December 24, 2024
Column

Litvinenko’s poisoning like a spy movie script

Press bulletins following the death of former KGB officer Alexander Litvinenko read like chapters from a Robert Ludlum novel. Death of a double agent, millions in Swiss bank accounts, smuggling an atomic weapon (polonium-210), complicit intelligence services, disinformation and provocateurs. The only thing lacking is a high-speed chase and London shootout. These were done elsewhere.

There have been years of organized crime killings in Moscow, including the recent shooting of Russian journalist Anna Politkovskaya, who was investigating Chechen oil politics. In 2004, Chechnya’s president Akhmad Kadyrov was killed by a bombing, and ten years before in Moscow, there was a bombing attempt on Russian oligarch Boris Berezovsky. Whether or not it was the billionaire’s money that turned Litvinenko in 1997 in Moscow, it appears that he was financed by Berezovsky in London, and the family spokesman, Alex Goldfarb, reportedly a Berezovsky associate, had helped Litvinenko exfiltrate Russia, with a stop-over in Turkey.

Finding traces on so many flights, locations and individuals might suggest a Po-210 smuggling operation, and a case of accidental poisoning, but Scotland Yard is calling it homicide. Recent history seems to support the maxim that there are friendly states but there are no friendly intelligence services. Because of the cost and nuclear facilities required to obtain the poison, it has been noted that the Litvinenko affair has the hallmarks of a covert operation by an intelligence service.

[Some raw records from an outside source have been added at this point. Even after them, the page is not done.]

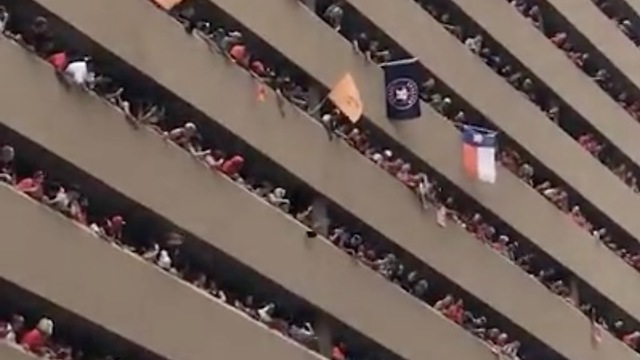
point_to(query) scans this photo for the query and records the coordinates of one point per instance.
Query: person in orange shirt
(33, 186)
(35, 340)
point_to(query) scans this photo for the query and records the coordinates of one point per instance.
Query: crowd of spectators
(482, 229)
(69, 201)
(618, 90)
(512, 160)
(37, 339)
(516, 163)
(85, 74)
(625, 24)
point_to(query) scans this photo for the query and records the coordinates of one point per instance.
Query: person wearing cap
(184, 135)
(7, 154)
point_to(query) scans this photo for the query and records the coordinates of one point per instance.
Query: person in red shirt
(33, 186)
(34, 340)
(232, 167)
(239, 54)
(456, 312)
(632, 339)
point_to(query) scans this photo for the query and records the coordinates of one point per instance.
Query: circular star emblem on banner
(402, 93)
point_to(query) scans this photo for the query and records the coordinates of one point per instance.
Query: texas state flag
(479, 153)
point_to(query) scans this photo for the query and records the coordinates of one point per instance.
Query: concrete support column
(325, 337)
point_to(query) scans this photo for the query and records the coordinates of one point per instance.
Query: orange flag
(167, 4)
(346, 97)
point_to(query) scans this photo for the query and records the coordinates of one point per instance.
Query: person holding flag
(479, 153)
(401, 89)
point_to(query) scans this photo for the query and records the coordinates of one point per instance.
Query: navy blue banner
(401, 89)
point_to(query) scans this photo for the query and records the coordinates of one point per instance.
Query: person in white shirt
(78, 71)
(474, 43)
(164, 260)
(278, 198)
(304, 334)
(9, 330)
(265, 314)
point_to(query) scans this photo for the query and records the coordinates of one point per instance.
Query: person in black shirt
(39, 37)
(362, 43)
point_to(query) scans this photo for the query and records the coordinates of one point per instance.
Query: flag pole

If so, did the operation backfire, leaving telltale trails? Highly radioactive polonium was named by its discoverer, Maria Sklodowska, aka Madame Curie, after her native Poland, and has a half-life of only 138 days. Was such a large lethal dose carried onto British Airways in a lead case, or was it on documents in a sealed envelope? How could the radioactivity clear airport security?

It was reported that Mario Scaramella, an Italian of varied background including nuclear security matters, was the last person to meet with Litvinenko before he showed signs of illness. Earlier Litvinenko had met with some ex-KGB types at a London hotel bar. Among them Andrei Lugovoi, reported to have been security officer at a Berezovsky TV station. Scaramella first claimed to be clean, but he and Lugovoi and another ex-KGB from the hotel meeting were found to have Po-210 contamination.

The comings and goings of Scaramella and Litvinenko over recent months were noted in the local press, from London to Moscow to Tel Aviv. As Scotland Yard’s investigation becomes multinational, with the British intelligence service, the Russian security service, and others in the mix, news reports will hopefully be more complete.

To apply the cui bono factor, who has most to gain, or to lose? It becomes difficult to distinguish data from disinformation, but there may be a good spy movie in it. There is already a movie about Boris Berezovsky, aka Platon Elenin, of multinational holdings and interesting joint ventures.

Perhaps there will be a sequel.

Richard Gay of Blue Hill is a former member of the Central Intelligence Agency.